Here are just five of the ways the report suggests letting the light in and the pollution out:

1. Clean up the draft Clean Air Zones framework

Last October, the government set out its draft plans for new Clean Air Zones in the UK’s five most polluted cities, Birmingham, Derby, Leeds, Nottingham and Southampton (excluding London - where other plans are afoot). These zones will charge “polluting” vehicles to enter and can be implemented with varying levels of intensity, with three options that include cars and one that does not.

But the report argues that there is still too much potential for polluters to play dirty with the rules. Car-charging zones must be mandatory for all cities that breach the current EU standards, the report argues (not just the suggested five). Otherwise national operators who own fleets of vehicles could simply relocate outdated buses or taxis to places where they don’t have to pay.  

Different vehicles should fall under the same rules, the report added. Otherwise, taking your car rather than the bus could suddenly seem like the cost-saving option.

2. Vouchers to vouch-safe the project’s success

The government is exploring a scrappage scheme for diesel cars, to help get the worst and oldest polluting vehicles off the road. But as the report points out, blanket scrappage could simply put a whole load of new fossil-fuel cars on the road.

Instead, ResPublica suggests using the revenue from the Clean Air Zone charges, plus hiked vehicle registration fees, to create “Pollution Reduction Vouchers”.

Low-income households with older cars, that would be liable to charging, could then use the vouchers to help secure alternative transport, buy a new and compliant car, or retrofit their existing vehicle with new technology.

3. Extend Vehicle Excise Duty

Vehicle Excise Duty is currently only tiered by how much CO2 pollution a car creates for the first year. After that it becomes a flat rate for all cars under £40,000. The report suggests changing this so that the most polluting vehicles for CO2, NOx and PM2.5 continue to pay higher rates throughout their life span.

For ClientEarth CEO James Thornton, changes to vehicle excise duty are key to moving people onto cleaner modes of transport: “We need a network of clean air zones to keep the most polluting diesel vehicles from the most polluted parts of our towns and cities and incentives such as a targeted scrappage scheme and changes to vehicle excise duty to move people onto cleaner modes of transport.”

4. Repurposed car parks

You would think city bosses would want less cars in the centre of town. But while less cars is good news for oxygen-breathers, it is bad news for city budgets reliant on parking charges. But using car parks to tap into new revenue from property development and joint ventures could help cities reverse this thinking.

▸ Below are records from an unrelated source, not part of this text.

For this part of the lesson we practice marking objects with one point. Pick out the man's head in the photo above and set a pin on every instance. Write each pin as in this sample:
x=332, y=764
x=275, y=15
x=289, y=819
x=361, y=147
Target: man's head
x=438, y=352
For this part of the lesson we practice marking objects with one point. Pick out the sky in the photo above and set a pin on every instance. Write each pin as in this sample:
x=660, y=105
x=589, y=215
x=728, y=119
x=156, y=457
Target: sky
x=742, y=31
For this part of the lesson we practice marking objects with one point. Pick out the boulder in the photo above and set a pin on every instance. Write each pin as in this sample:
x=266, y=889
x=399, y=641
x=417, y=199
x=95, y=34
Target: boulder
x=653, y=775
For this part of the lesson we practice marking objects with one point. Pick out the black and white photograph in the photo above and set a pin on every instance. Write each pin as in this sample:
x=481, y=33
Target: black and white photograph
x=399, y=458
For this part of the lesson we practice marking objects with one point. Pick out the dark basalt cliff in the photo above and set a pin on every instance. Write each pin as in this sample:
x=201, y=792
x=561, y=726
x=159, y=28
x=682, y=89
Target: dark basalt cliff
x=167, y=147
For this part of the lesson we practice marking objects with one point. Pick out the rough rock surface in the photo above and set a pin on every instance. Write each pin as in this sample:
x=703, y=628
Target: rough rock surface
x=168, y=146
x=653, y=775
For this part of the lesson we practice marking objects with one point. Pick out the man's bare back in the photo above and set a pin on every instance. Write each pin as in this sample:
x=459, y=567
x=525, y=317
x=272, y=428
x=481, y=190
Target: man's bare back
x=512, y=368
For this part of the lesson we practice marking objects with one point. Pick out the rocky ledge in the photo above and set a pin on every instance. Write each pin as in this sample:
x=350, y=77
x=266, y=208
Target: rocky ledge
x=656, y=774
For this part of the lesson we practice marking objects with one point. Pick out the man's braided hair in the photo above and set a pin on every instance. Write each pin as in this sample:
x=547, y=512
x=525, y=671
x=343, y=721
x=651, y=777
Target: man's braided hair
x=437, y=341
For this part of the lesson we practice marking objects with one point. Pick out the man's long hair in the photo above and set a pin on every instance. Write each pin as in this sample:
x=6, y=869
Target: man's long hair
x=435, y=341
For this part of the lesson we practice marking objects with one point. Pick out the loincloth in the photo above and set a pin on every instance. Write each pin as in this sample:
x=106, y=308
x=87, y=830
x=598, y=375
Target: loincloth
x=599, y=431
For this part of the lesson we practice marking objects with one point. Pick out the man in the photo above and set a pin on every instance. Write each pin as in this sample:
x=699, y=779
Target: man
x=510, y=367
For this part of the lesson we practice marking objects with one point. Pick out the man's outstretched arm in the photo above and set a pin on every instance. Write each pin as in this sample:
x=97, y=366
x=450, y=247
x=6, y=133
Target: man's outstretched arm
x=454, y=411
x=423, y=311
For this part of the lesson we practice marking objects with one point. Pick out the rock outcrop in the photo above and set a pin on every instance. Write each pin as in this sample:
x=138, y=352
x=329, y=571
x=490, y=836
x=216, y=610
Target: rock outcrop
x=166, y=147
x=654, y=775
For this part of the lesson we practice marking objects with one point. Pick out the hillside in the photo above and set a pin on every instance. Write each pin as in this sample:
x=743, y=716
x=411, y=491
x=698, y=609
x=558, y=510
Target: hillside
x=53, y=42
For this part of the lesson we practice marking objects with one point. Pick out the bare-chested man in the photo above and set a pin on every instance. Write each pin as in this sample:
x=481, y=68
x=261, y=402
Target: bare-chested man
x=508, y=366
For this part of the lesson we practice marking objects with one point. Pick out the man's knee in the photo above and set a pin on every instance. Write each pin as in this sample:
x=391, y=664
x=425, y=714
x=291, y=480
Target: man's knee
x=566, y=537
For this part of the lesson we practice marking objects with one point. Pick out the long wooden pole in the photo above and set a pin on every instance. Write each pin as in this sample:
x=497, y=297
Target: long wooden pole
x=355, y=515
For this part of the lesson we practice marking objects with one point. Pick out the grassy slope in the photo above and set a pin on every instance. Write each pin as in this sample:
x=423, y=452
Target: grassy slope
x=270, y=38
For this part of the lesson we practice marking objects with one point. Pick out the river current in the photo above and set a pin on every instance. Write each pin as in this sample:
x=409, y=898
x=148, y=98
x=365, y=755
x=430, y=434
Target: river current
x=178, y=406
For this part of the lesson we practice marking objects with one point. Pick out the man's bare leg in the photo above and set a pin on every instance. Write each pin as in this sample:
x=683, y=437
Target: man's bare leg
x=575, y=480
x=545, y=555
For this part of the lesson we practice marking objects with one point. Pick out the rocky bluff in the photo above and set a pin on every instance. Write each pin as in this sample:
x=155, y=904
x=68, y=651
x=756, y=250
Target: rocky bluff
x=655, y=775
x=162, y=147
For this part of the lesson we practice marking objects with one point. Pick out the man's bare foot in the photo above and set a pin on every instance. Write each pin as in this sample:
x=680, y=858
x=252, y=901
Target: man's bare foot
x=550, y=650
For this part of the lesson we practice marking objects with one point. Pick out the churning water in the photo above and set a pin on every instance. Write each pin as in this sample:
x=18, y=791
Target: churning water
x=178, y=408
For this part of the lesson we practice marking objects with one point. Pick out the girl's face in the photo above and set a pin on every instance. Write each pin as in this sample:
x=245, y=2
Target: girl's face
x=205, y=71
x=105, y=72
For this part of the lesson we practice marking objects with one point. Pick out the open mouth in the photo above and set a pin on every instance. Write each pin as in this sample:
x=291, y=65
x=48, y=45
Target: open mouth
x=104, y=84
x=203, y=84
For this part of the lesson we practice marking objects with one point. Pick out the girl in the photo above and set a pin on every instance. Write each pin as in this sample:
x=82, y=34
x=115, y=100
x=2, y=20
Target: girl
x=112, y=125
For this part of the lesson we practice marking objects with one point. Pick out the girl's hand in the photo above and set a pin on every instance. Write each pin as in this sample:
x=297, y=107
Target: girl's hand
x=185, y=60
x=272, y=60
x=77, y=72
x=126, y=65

5. Prioritise public awareness

Charge zones can be understandably unpopular. In 2008, a referendum in Manchester defeated the idea of congestion charging. So a big effort is needed to raise public awareness of the health crisis our roads have caused. Metro mayors should outline pollution plans in their manifestos, the report suggests. And cities can take advantage of their existing assets. For example in London there are plans to use electronics in the Underground to update travellers on the air pollution levels.

***

Change is already in the air. Southampton has used money from the Local Sustainable Travel Fund to run a successful messaging campaign. And in 2011 Nottingham City Council became the first city to implement a Workplace Parking levy – a scheme which has raised £35.3m to help extend its tram system, upgrade the station and purchase electric buses.

But many more “air necessities” are needed before we can forget about pollution’s worry and its strife.  

 

India Bourke is an environment writer and editorial assistant at the New Statesman.